Saturday, October 27, 2018

Instant Sooji Vada (in 15 minutes or less)

Sounds too good to be true - right? But that’s all it takes, and the vadais taste great. They even taste good when they are cold.

Navrathri went by in a blur this year. I had a few families for dinner on Friday, and had my big party on Saturday. I saved Sunday to visit a few other golus. But since a few people could not make it on Friday or Saturday, they came home on Monday. I had school the whole day, and a dear friend had called a few of us to her place on Monday as well. So I rushed back home, quickly prepped for my guests, changed, went to my friend's place, and rushed back to receive my guests. I made Sooji Kuzhi Paniyaram, along with mudi masala, dhokla, peanut chaat, and ras malai.




As usual I had overestimated my quantities and had some leftover sooji batter, after making the kuzhi paniyarams. I put this in the fridge along with all the other leftovers from my big party and forgot about it for a few days.

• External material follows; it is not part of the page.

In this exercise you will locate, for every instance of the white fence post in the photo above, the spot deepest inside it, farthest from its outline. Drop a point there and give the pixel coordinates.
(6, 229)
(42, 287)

Then as my husband and I were slowly making our way through all the food in the fridge, I came upon this batter and decided to try something new. I added rice flour, grated carrots, and some ginger to it and made vadas. They were perfect! Because I had added rice flour, the dough was thick and really easy to shape into vadas. And the best part, they tasted great even when they were cold!




Last night, my husband was meeting a few of his buddies to discuss an upcoming trip and needed to take something for a potluck. Since it has been a long week, with two days of parent teacher conferences running till 8:00 p.m, I wanted to make something that was quick and easy. I decided to make these for him to take.

I am impressed with how good they taste and how simple they are to make.

Try these for your Deepavali or Thanksgiving party. I’m sure they will be a hit.


Instant Sooji Vada (in 15 minutes or less)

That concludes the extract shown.